Easy solution using BFS in C++


#1
void make_neighbor(int m, int n, vector<pair<int,int>> &neighbor, pair<int,int> p){

int x[]={+2,+2,+1,+1,-1,-1,-2,-2};
int y[]={+1,-1,+2,-2,+2,-2,+1,-1};

for(int i=0;i<=7;i++){
    int x_cord = p.first+x[i];
    int y_cord = p.second+y[i];
    if(x_cord>=0 and x_cord<m and y_cord>=0 and y_cord<n)
        neighbor.push_back(make_pair(x_cord,y_cord));
}

}

int bfs(int m, int n, int sx, int sy, int dx, int dy){

vector<vector<int>> visited(m,vector<int>(n, 0));
vector<vector<int>> distance(m,vector<int> (n, INT_MAX));
queue<pair<int,int>> q;

visited[sx][sy]=1;
distance[sx][sy]=0;
q.push(make_pair(sx,sy));

while(!q.empty()){
    
    pair<int,int> p = q.front();
    q.pop();
    
    vector<pair<int,int>> neighbor;
    make_neighbor(m,n,neighbor,p);
    
    for(int i=0;i<neighbor.size();i++){
        int x = neighbor[i].first;
        int y = neighbor[i].second;
        if(visited[x][y]==0){
            visited[x][y]=1;
            distance[x][y]=distance[p.first][p.second]+1;
            q.push(neighbor[i]);
        }
        if(neighbor[i]==make_pair(dx,dy))
            return distance[x][y];
    }
}
return -1;

}

int Solution::knight(int A, int B, int C, int D, int E, int F) {

if(C==E and D==F)
    return 0;

int path_length = bfs(A,B,C-1,D-1,E-1,F-1);
return path_length;

}


#2

Edited your code a bit. This one consumes less memory.

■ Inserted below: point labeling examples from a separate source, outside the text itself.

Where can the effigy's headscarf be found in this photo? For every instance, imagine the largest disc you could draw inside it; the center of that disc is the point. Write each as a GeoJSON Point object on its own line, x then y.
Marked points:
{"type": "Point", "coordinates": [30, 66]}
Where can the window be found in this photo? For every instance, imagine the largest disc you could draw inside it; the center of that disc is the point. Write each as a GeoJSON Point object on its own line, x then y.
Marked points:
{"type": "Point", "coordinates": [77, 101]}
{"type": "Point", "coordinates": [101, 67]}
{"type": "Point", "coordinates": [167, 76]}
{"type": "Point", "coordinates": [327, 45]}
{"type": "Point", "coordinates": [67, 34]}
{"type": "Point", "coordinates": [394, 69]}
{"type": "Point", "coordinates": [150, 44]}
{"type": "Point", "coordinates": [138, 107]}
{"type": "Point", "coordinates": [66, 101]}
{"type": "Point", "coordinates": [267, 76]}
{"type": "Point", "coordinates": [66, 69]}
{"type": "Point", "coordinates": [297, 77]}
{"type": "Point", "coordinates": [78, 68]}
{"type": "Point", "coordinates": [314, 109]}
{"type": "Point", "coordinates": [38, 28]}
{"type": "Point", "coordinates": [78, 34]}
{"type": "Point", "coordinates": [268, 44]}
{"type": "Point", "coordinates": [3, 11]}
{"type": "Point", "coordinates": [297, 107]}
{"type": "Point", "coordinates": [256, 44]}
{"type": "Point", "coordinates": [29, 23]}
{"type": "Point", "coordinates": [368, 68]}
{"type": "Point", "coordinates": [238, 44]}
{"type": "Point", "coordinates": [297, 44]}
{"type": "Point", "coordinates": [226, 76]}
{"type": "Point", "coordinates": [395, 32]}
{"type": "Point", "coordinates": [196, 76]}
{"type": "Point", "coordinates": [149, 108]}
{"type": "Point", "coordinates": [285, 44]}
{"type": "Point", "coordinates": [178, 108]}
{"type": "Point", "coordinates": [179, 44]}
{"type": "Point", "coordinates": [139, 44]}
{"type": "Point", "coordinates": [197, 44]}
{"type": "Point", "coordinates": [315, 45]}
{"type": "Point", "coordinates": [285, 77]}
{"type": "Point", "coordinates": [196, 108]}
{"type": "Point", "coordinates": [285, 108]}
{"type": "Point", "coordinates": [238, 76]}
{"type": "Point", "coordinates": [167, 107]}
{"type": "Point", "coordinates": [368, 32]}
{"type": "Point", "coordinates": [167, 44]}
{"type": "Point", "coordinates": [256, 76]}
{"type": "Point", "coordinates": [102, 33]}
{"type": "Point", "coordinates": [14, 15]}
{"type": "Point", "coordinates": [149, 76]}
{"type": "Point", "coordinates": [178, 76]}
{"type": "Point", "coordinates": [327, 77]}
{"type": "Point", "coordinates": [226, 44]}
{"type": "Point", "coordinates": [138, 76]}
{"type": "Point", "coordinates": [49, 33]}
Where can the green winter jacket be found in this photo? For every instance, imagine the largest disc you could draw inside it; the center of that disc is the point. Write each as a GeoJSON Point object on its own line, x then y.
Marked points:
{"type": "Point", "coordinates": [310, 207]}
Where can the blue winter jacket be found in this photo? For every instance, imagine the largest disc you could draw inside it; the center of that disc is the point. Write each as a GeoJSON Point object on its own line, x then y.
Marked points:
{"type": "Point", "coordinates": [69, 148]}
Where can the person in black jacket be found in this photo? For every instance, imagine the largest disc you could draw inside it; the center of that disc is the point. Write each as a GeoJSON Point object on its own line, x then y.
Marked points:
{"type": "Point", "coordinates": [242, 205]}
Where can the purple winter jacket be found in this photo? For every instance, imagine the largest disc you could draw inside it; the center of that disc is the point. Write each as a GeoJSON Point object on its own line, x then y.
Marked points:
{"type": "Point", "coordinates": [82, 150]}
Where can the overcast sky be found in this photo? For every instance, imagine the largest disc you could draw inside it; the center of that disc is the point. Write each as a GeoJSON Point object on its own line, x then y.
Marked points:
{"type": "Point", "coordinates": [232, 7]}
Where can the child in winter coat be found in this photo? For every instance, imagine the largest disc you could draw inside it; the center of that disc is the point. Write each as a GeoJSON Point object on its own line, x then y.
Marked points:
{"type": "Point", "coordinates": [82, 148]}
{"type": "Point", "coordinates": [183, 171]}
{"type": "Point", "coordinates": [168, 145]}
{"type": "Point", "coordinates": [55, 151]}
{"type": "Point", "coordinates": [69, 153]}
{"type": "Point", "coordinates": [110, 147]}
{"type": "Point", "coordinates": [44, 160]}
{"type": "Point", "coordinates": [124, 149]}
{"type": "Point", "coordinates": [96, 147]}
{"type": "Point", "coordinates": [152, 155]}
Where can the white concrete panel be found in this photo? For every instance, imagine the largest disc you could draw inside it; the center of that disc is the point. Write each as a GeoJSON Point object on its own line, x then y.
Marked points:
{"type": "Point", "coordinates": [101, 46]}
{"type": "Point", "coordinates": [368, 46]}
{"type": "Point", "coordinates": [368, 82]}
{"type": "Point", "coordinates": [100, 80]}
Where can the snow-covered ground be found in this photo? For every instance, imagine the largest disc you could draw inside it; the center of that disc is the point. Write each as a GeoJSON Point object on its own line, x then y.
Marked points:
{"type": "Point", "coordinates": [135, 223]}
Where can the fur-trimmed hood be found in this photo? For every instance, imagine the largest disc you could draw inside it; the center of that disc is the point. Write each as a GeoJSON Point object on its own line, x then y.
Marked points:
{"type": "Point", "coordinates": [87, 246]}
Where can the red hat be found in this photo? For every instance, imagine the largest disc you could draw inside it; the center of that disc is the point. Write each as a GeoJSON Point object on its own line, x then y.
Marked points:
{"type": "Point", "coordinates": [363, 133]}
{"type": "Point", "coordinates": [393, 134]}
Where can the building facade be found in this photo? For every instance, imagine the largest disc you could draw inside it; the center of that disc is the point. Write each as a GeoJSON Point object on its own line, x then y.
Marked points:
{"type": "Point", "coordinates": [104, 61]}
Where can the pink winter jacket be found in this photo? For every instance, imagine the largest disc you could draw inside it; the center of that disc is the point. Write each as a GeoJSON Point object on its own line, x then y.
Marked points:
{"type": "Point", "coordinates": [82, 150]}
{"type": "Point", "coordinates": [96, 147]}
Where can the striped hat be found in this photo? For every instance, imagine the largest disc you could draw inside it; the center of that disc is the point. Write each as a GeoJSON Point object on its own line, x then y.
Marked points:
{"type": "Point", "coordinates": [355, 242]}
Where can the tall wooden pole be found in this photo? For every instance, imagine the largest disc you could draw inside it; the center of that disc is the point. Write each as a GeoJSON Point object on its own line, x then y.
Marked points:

void make_neighbor(int m, int n, vector<pair<int,int>> &neighbor, pair<int,int> p){
    int x[]={+2,+2,+1,+1,-1,-1,-2,-2};
    int y[]={+1,-1,+2,-2,+2,-2,+1,-1};
    
    for(int i=0;i<=7;i++){
        int x_cord = p.first+x[i];
        int y_cord = p.second+y[i];
        if(x_cord>=0 and x_cord<m and y_cord>=0 and y_cord<n)
            neighbor.push_back(make_pair(x_cord,y_cord));
    }
}

int bfs(int m, int n, int sx, int sy, int dx, int dy){
    vector<vector<int>> visited(m,vector<int>(n, 0));
    queue<pair<int,int>> q;
    
    q.push(make_pair(sx,sy));
    
    while(!q.empty()){
        
        pair<int,int> p = q.front();
        q.pop();
        
        vector<pair<int,int>> neighbor;
        make_neighbor(m,n,neighbor,p);
        
        for(int i=0;i<neighbor.size();i++){
            int x = neighbor[i].first;
            int y = neighbor[i].second;
            if(visited[x][y]==0){
                visited[x][y]=visited[p.first][p.second]+1;
                q.push(neighbor[i]);
            }
            if(neighbor[i]==make_pair(dx,dy))
                return visited[x][y];
        }
    }
    return -1;
}

int Solution::knight(int A, int B, int C, int D, int E, int F) {
    if(C==E and D==F)
        return 0;
    int path_length = bfs(A,B,C-1,D-1,E-1,F-1);
    return path_length;
}